Introduction

This is a continuation of the previous article (Python programming: I tried to get (crawling) news articles using Selenium and BeautifulSoup4).

There was an additional need to obtain an overview (business description, officers, shareholders, etc.) of the companies appearing in the news articles.

So, let's try to realize the process of acquiring "English" company information with a Python program. This time, the information source is ** Yahoo! Finance **.

Code introduction and execution example are shown based on the information at the time of writing this article (2020/11/02).

What to introduce in this article

--Obtaining Profile from Yahoo!
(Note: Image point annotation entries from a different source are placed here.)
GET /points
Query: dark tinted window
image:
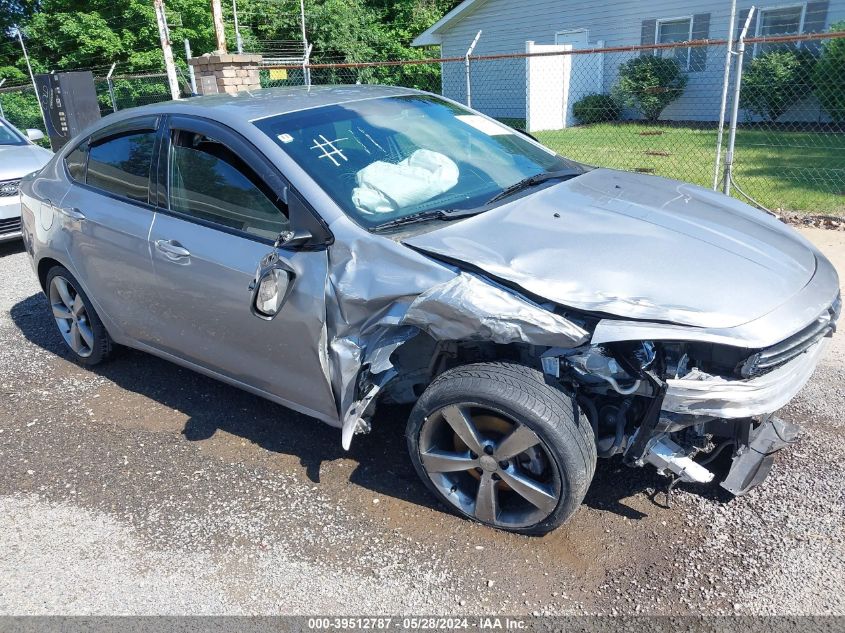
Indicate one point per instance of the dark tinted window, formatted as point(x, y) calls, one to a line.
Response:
point(209, 182)
point(121, 165)
point(75, 162)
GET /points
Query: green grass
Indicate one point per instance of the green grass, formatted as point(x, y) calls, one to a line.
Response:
point(794, 171)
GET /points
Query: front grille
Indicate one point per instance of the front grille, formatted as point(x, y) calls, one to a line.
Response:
point(768, 359)
point(10, 225)
point(9, 188)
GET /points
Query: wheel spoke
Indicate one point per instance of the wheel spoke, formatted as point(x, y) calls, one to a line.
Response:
point(75, 338)
point(86, 333)
point(520, 439)
point(64, 292)
point(61, 312)
point(442, 462)
point(487, 499)
point(532, 491)
point(78, 306)
point(458, 418)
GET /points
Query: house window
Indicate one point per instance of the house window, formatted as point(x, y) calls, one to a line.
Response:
point(779, 21)
point(675, 30)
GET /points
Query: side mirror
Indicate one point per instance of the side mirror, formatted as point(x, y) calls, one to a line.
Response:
point(294, 239)
point(271, 287)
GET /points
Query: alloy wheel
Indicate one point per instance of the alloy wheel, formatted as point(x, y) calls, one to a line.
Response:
point(71, 316)
point(489, 466)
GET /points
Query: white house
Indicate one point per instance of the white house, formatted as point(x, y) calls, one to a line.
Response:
point(499, 87)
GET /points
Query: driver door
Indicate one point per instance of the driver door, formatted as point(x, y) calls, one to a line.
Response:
point(216, 220)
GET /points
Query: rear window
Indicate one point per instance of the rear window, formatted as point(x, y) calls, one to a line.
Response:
point(75, 162)
point(121, 165)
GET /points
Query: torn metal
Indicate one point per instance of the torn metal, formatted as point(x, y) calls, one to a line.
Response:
point(470, 308)
point(698, 393)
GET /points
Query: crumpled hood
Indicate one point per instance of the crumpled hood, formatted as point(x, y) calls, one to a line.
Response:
point(637, 247)
point(16, 161)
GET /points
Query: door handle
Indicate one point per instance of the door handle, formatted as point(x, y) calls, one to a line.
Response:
point(71, 212)
point(172, 249)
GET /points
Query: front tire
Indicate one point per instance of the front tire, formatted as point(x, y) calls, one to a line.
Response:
point(82, 330)
point(496, 444)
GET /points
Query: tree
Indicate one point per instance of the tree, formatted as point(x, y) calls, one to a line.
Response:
point(829, 76)
point(775, 81)
point(648, 84)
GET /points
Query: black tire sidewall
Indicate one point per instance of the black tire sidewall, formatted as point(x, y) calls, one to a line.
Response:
point(102, 347)
point(574, 461)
Finance

Ex.) https://finance.yahoo.com/quote/AAPL/profile?p=AAPL --Acquisition of Holders from Yahoo! Finance
Ex.) https://finance.yahoo.com/quote/AAPL/holders?p=AAPL

In addition, the author has confirmed the operation with the following version.

Python: 3.6.8
BeautifulSoup4: 4.9.1

Not introduced in this article

--How to install and use the Python library

requests
BeautifulSoup4 --How to get the Ticker Symbol (equivalent to the Japanese securities code) --Do not implement processing such as acquiring the ticker symbol from the company name and automatically generating the request URL.

Sample code

Since the amount of Code is not large, I will introduce the entire Code. There are two points.

1. Explicit wait

It is a must to implement standby processing (Sleep) even in ** because it does not impose a load on the access destination **. In this article, unlike the previous article, Selenium is not used, but it is better to implement standby processing when using For loop processing so that the program does not issue explosive HTTP requests per unit time.

2. Specifying tag elements

It is necessary to look at the Source of each page, specify the element in consideration of the tag structure, and acquire the information with BeautifulSoup4. In many cases, you will specify the class attribute attached to the tag and implement the process to get the target tag (and the Text inside it).

Introducing Code

When you run the code, you will see the output of print () on the console.

`crawler_yahoo.py`


import requests
from bs4 import BeautifulSoup

def getSoup(url):
  html = requests.get(url)
  #soup = BeautifulSoup(html.content, "html.parser")
  soup = BeautifulSoup(html.content, "lxml")
  return soup

def getAssetProfile(soup):
  wrapper = soup.find("div", class_="asset-profile-container")
  paragraph = [element.text for element in wrapper.find_all("span", class_="Fw(600)")]
  return paragraph

def getKeyExecutives(soup):
  wrapper = soup.find("section", class_="Bxz(bb) quote-subsection undefined")
  paragraph = []
  for element in wrapper.find_all("tr", class_="C($primaryColor) BdB Bdc($seperatorColor) H(36px)"):
    name = element.find("td", class_="Ta(start)").find("span").text
    title = element.find("td", class_="Ta(start) W(45%)").find("span").text
    pay = element.find("td", class_="Ta(end)").find("span").text
    paragraph.append([name, title, pay])
  return paragraph

def getDescription(soup):
  wrapper = soup.find("section", class_="quote-sub-section Mt(30px)")
  paragraph = [element.text for element in wrapper.find_all("p", class_="Mt(15px) Lh(1.6)")]
  return paragraph

def getMajorHolders(soup):
  wrapper = soup.find("div", class_="W(100%) Mb(20px)")
  paragraph = []
  for element in wrapper.find_all("tr", class_="BdT Bdc($seperatorColor)"):
    share = element.find("td", class_="Py(10px) Va(m) Fw(600) W(15%)").text
    heldby = element.find("td", class_="Py(10px) Ta(start) Va(m)").find("span").text
    paragraph.append([share, heldby])
  return paragraph

def getTopHolders(soup, category):
  idx = {'Institutional': 0, 'MutualFund': 1}
  wrapper = soup.find_all("div", class_="Mt(25px) Ovx(a) W(100%)")[idx[category]]
  paragraph = []
  for element in wrapper.find_all("tr", class_="BdT Bdc($seperatorColor) Bgc($hoverBgColor):h Whs(nw) H(36px)"):
    tmp = [element.find("td", class_="Ta(start) Pend(10px)").text, ]
    tmp.extend([col.text for col in element.find_all("td", class_="Ta(end) Pstart(10px)")])
    paragraph.append(tmp)
  return paragraph

The execution method is shown using Apple (ticker symbol: APPL), which is a hot topic on iphone12, as an example. First, basic information.